New to the group today. Hi everyone. Purchased one of these tractors today. Does anyone have a pdf service manual that they could share. All i can find is one for 59 bucks that seems unreasonable to me. Tractor seems to run good has a loader on it. I need to learn as much as i can about him as far as servicing and all.


----------



## Bsblhater (Jan 7, 2018)

I need a manual for this satoh s370d.

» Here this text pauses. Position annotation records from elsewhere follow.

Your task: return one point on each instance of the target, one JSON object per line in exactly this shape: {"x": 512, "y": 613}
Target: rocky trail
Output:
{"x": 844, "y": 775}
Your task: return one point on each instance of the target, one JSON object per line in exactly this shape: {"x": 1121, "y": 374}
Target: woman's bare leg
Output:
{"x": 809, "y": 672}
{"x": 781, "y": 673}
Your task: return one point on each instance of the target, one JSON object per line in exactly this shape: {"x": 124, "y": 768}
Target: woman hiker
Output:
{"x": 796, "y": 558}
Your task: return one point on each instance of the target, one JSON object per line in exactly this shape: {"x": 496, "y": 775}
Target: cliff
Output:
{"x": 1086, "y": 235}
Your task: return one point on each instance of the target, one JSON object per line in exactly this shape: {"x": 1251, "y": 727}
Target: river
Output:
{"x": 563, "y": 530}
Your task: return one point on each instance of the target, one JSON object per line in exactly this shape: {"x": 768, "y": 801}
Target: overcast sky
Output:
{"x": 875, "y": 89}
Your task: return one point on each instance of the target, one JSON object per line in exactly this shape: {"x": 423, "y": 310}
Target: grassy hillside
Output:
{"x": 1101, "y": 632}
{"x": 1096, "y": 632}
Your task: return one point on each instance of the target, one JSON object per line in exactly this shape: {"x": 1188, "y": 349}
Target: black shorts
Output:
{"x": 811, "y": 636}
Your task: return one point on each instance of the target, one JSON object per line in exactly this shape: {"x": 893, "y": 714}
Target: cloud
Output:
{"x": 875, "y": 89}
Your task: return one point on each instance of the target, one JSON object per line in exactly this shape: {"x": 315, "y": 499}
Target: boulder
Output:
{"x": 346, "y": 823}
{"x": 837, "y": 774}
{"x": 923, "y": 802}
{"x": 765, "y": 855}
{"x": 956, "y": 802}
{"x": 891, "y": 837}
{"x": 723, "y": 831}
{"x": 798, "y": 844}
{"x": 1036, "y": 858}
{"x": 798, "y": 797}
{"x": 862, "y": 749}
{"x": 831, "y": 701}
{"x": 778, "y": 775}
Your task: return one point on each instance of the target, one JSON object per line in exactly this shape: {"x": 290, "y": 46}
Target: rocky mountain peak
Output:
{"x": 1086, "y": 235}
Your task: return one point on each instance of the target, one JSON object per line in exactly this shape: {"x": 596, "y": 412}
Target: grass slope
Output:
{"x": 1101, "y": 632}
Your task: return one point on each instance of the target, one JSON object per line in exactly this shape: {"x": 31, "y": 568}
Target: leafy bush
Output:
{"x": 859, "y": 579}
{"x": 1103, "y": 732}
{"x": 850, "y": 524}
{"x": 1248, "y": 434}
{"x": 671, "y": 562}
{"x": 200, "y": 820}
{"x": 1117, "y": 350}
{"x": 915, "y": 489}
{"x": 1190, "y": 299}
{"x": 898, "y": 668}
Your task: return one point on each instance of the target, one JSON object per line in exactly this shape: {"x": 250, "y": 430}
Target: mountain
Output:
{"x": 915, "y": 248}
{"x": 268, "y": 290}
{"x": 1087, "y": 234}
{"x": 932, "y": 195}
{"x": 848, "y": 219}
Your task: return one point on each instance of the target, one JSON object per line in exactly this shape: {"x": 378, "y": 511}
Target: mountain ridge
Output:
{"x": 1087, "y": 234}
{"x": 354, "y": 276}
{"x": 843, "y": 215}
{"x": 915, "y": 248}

Iam not having a problem as of yet but i just got it today


----------



## willys55 (Oct 13, 2016)

welcome to the club, I don't have anything for that but hang in there and someone who does know will chime in


----------



## Bsblhater (Jan 7, 2018)

Thankyou could not really find any negatives on this little tractor . Hope to find good manual in pdf if possible


----------



## Bsblhater (Jan 7, 2018)




----------



## Bsblhater (Jan 7, 2018)

Iam at work but hunting around found manual section here
No satoh help as of yet. Still digging


----------



## Bsblhater (Jan 7, 2018)

Where can i get a serial number to identify the year


----------



## Bsblhater (Jan 7, 2018)

Hello i can not get the beaver to start. Load tested the battery its bad. Put a new one in getting lots of smoke but wont start. Sounds like it close but wont. Can anyone help. Any advice please. Its just me and wife so i really dont want to tow it.


----------



## EdF (Sep 15, 2014)

Howdy Bsblhater, welcome aboard the tractor forum.

You can get a complete repair manual for your tractor on ebay for $42.50. EBay item number:
172431648366. They don't come much cheaper than that.

Your Beaver has glow plugs in the firing chamber that have to be pre-heated prior to cranking. In cold weather, I would heat them for about 30 seconds, and then continue to heat while cranking. If the engine is not detonating the fuel/air mix, you will see white smoke coming out the exhaust. Engine compression detonates the fuel/air mix. Your compression may be a bit low due to the tractor sitting idle for an extended period. Keep the battery charged up for cranking.


----------



## Bsblhater (Jan 7, 2018)

Hey guys my rear tires say 8-16 what tire chain would that be any idea. I need a pair soon. Another snowstorm coming in. Also do they make a back blade for a cat zero
. I have a backblade but its to big for the satoh


----------



## sixbales (May 18, 2011)

You can readily find tire chains for 8-16 tires on the internet. RC Wells gave you a source earlier today.

They do make Cat 0 back blades. Check out the internet. You can also take a small Cat 1 blade and swap Cat 0 pins in it to fit your Beaver.


----------



## Bsblhater (Jan 7, 2018)

Thanks 6 bales i have spent several hours on the internet putting it in every way i can possibly think of and it does not come up with a f-------n tire chain i can purchase that will work the first time. They give so many tires that the chainbs fit it ridiculous. And for the tire numbers to be 8-16 that search sucks. Yeah i can find tires.


----------



## sixbales (May 18, 2011)

Try this site: *8-16 Tire Chains - TireChains.com* They present 9 different types (with pictures) of tire chains to fit an 8-16 tire. If you are not comfortable with this, you might consider buying chains locally.


----------